What is the Difference between Aseptic Purees and Aseptic Juices?

Posted by Araza Purees on

Many processed fruit suppliers to the beer industry, whether they’re selling orange juice or mango puree, tend to call all of their products puree. However, outside of the beer industry, most beverage and food manufacturers tend to categorize processed fruit as purees or juices.

Some processed fruit industry participants would argue that fruits such as orange, grapefruit, lime, lemon, mandarin, blood orange, and passion fruit, should all be classified as juices since the product is squeezed. Notably, many of these are citrus fruits. The people in this camp would take the position that there’s no such thing as “orange puree” or “lime puree.”

The terminology debate can further be nuanced because the fruits that fall into the puree category (mango, pineapple, pear, cherry, etc.) could also be juices if their Brix falls below the standardized range. In this case, a pineapple puree is going to be more viscous than a pineapple juice.

According to the Food and Agriculture Organization of the United Nations (FAO), pure 100% juice must be “all juice” with “no adjustment, not from concentrate.” Puree, meanwhile, is “pulp-containing” and is “more viscous than juices, totally fruit.” 

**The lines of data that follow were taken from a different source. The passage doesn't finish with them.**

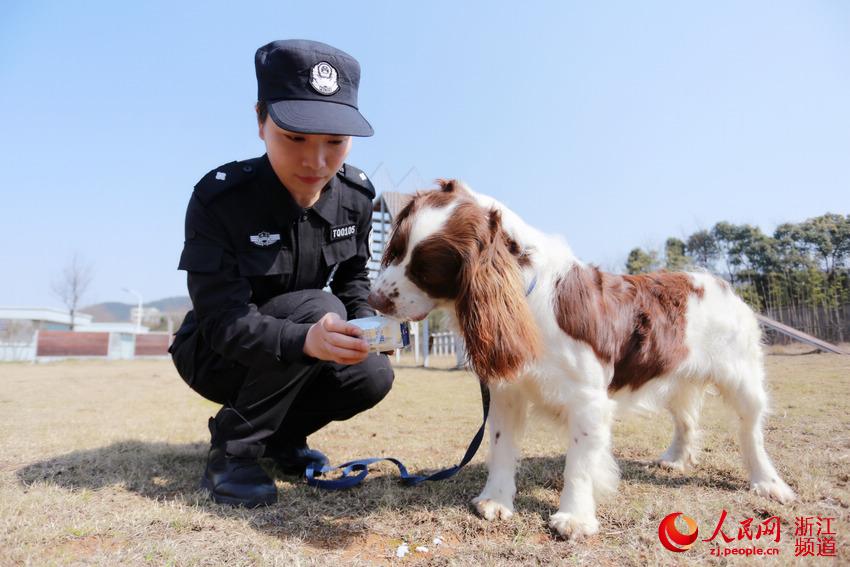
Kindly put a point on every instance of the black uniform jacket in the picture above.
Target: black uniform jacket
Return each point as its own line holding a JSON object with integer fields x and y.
{"x": 247, "y": 241}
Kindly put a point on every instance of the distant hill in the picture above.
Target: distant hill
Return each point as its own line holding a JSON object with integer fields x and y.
{"x": 176, "y": 303}
{"x": 116, "y": 312}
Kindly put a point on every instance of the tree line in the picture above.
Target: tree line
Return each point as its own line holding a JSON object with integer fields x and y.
{"x": 799, "y": 274}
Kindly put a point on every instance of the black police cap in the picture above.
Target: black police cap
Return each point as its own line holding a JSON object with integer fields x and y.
{"x": 310, "y": 87}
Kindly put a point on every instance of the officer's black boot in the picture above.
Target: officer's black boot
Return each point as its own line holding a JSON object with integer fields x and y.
{"x": 292, "y": 457}
{"x": 237, "y": 481}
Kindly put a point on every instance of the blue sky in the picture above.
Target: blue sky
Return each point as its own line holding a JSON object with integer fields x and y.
{"x": 614, "y": 124}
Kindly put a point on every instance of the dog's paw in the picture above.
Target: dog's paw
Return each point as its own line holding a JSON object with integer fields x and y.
{"x": 775, "y": 489}
{"x": 573, "y": 527}
{"x": 490, "y": 509}
{"x": 674, "y": 462}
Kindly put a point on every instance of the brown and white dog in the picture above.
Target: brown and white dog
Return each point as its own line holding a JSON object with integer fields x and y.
{"x": 543, "y": 328}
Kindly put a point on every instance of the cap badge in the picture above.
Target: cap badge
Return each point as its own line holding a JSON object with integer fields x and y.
{"x": 264, "y": 239}
{"x": 323, "y": 78}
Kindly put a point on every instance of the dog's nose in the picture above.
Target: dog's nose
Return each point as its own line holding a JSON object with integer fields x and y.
{"x": 381, "y": 302}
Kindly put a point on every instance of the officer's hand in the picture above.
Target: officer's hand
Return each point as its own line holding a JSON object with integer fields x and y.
{"x": 335, "y": 340}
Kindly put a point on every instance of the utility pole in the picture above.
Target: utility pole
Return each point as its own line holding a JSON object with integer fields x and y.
{"x": 138, "y": 310}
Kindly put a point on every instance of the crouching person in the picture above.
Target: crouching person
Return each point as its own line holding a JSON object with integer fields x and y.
{"x": 263, "y": 238}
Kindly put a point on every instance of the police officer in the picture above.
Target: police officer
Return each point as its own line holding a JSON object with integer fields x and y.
{"x": 263, "y": 238}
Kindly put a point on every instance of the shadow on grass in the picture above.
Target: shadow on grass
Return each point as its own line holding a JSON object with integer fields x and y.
{"x": 166, "y": 472}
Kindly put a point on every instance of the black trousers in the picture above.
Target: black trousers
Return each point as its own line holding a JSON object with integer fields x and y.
{"x": 282, "y": 405}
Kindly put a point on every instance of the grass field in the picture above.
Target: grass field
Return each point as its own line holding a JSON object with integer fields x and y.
{"x": 100, "y": 463}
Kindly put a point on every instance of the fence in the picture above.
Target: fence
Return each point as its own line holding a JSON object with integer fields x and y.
{"x": 827, "y": 324}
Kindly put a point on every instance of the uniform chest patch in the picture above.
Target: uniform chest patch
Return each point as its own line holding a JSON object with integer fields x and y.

The FAO provides some guidance in its Agricultural Services Bulletin 146, stating that, “…juice is the fluid expressed from plant material by crushing, comminuting and pressing. It can be clear, cloudy or pulpy. Juice is classified as puree, if the resulting consistency is fluid that pours very slowly, or pulp if it pours even more slowly. To complicate the matter further, juices that are concentrated for preservation, handling and storage and reconstituted for consumption (labelled ‘juice from concentrate’) should be diluted back to approximately the same solids level (designated as Brix or percent soluble solids) of the initial juice. The amount of add-back water can vary substantially even within a given fruit, so reasonable commercial standards are set (FDA, 1999).”